Switch is out!

Switch goes on sale today — I can’t wait to see it in a bookstore. If you’re looking for immediate gratification, you can find links to all the online retailers here. (And Amazon is selling it for the freakishly low price of $13.)

Read the first chapter of Switch

We’ve just posted the first chapter of Switch here — check it out. (And if you want a nicely-formatted PDF of the first chapter, sign up for our free resources section.)

Underachieving multitaskers

Stanford researchers ran a series of experiments, hoping to find evidence that people who multitask have enhanced cognitive abilities that allow them to juggle multiple media effectively. Instead, they came away disappointed: The multitaskers were worse than a control group at everything they tested.

“We kept looking for what they’re better at, and we didn’t find it,” said Ophir, the study’s lead author and a researcher in Stanford’s Communication Between Humans and Interactive Media Lab. …

“They’re suckers for irrelevancy,” said communication Professor Clifford Nass, one of the researchers whose findings are published in the Aug. 24 edition of the Proceedings of the National Academy of Sciences. “Everything distracts them.”

I feel like the next logical step is some kind of pseudo-Olympic event to settle this once and for all.
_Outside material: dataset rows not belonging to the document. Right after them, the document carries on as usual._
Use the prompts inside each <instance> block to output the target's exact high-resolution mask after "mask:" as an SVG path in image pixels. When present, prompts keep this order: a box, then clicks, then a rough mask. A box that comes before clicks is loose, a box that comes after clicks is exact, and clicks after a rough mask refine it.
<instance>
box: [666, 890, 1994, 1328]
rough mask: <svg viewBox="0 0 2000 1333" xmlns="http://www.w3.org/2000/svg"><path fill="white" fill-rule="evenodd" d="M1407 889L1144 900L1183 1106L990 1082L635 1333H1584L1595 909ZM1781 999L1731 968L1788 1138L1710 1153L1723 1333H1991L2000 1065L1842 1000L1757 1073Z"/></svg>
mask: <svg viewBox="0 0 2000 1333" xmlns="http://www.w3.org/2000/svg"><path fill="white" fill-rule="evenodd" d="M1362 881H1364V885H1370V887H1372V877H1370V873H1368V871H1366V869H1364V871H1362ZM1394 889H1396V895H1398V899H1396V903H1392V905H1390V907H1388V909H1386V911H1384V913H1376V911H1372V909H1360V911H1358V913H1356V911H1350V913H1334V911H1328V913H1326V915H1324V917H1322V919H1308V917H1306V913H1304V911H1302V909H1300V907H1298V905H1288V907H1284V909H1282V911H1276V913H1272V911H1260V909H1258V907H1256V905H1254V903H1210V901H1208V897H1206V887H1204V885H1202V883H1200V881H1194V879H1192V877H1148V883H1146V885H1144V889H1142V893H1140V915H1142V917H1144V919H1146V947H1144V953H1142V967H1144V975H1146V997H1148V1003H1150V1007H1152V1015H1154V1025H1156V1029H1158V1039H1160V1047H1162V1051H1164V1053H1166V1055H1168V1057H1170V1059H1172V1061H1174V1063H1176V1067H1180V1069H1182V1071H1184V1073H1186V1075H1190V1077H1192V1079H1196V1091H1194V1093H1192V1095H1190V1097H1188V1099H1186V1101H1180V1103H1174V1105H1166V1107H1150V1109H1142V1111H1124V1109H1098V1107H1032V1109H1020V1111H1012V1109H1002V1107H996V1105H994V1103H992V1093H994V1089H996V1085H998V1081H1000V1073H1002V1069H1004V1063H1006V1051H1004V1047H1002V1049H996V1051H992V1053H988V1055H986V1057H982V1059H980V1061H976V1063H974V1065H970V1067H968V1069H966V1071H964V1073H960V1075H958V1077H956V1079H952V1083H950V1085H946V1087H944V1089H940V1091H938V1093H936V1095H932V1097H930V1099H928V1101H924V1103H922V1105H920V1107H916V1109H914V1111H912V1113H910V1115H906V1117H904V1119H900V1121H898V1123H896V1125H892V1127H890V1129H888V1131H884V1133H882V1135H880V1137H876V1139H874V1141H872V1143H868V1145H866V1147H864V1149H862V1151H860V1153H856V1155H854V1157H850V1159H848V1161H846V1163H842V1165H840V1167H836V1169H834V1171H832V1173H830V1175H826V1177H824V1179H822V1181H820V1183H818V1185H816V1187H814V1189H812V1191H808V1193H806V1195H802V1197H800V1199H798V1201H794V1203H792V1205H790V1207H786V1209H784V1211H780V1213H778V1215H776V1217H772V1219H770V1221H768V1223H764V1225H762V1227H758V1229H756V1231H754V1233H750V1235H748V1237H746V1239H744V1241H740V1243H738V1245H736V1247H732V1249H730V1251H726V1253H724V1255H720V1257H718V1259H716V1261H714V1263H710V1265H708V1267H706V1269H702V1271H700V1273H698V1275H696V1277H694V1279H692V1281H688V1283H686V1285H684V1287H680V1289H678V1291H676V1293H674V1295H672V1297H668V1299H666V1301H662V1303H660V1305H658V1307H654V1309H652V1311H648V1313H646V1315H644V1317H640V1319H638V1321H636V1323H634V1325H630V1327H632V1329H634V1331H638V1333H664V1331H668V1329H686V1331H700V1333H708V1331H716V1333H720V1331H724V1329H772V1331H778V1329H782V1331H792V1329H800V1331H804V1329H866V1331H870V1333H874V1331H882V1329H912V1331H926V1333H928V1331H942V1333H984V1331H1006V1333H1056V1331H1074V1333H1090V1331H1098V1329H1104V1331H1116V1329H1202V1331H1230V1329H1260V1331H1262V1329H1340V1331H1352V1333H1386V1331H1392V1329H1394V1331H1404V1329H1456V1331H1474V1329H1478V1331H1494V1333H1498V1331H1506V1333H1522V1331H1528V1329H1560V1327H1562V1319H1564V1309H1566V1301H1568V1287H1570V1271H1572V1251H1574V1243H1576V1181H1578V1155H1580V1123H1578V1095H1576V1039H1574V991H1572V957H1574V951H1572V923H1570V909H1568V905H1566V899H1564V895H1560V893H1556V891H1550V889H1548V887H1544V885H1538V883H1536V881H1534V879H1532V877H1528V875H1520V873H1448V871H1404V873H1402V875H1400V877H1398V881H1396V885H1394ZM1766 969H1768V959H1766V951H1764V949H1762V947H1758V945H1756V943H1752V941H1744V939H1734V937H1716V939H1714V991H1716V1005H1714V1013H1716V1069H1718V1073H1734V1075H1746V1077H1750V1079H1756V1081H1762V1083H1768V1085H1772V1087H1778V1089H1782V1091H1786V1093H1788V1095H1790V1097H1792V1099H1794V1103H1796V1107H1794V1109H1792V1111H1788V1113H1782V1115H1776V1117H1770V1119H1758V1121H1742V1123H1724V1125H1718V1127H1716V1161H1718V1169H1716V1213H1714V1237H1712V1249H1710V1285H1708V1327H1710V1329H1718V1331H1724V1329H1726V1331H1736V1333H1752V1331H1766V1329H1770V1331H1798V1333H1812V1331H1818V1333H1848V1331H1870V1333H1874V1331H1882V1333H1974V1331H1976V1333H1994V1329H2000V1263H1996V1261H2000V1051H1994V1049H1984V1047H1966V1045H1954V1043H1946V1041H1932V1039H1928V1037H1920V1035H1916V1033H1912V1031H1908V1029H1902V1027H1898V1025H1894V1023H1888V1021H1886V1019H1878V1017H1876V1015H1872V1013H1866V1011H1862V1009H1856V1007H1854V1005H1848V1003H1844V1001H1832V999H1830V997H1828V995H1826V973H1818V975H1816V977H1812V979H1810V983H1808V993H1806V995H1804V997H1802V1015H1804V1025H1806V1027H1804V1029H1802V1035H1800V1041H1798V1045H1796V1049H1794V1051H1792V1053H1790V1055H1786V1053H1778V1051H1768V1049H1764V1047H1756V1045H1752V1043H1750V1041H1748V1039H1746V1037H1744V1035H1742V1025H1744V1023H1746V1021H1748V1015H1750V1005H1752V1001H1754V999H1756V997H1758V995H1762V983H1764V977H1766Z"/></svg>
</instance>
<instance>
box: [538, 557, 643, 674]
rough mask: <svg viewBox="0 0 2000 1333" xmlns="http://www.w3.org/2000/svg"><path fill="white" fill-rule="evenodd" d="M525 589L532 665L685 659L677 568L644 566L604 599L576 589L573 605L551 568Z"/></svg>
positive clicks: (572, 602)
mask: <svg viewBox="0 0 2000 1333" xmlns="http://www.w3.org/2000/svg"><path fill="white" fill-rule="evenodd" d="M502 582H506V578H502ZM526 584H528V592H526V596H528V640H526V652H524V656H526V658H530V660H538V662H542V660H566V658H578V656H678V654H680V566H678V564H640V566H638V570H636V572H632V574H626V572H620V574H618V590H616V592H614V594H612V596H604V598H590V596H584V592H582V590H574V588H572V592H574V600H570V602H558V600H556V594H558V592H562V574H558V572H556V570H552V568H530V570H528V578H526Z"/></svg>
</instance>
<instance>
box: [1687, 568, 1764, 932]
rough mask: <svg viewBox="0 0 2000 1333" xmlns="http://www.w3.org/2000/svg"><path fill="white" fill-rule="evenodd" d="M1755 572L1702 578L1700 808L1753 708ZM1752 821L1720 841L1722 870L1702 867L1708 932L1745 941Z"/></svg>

Multitaskers vs. One-Track-Minders. Cage match.

Quote of the day

US Airways Customer Service Line: “Your call will be answered in:

One hundred.

Fifty.

Four.

Minutes.”

Making math concrete

Steven Strogatz, an applied math prof at Cornell, has started a series on the NYT site to re-teach basic math from an adult perspective, with the goal to show “why it’s so enthralling.”

I love the second installment, which explores the way that using rocks in place of digits (i.e., six rocks rather than the number “6”) can provide unexpected insight on seemingly tough problems:

For example, instead of adding just two odd numbers together, suppose we add all the consecutive odd numbers, starting from 1:

1 + 3 = 4
1 + 3 + 5 = 9
1 + 3 + 5 + 7 = 16
1 + 3 + 5 + 7 + 9 = 25

The sums above, remarkably, always turn out to be perfect squares. (We saw 4 and 9 in the square patterns discussed earlier, and 16 = 4 × 4, and 25 = 5 × 5.) A quick check shows that this rule keeps working for larger and larger odd numbers; it apparently holds all the way out to infinity. But what possible connection could there be between odd numbers, with their ungainly appendages, and the classically symmetrical numbers that form squares? By arranging our rocks in the right way, we can make this surprising link seem obvious — the hallmark of an elegant proof.

The key is to recognize that odd numbers can make L-shapes, with their protuberances cast off into the corner. And when you stack successive L-shapes together, you get a square!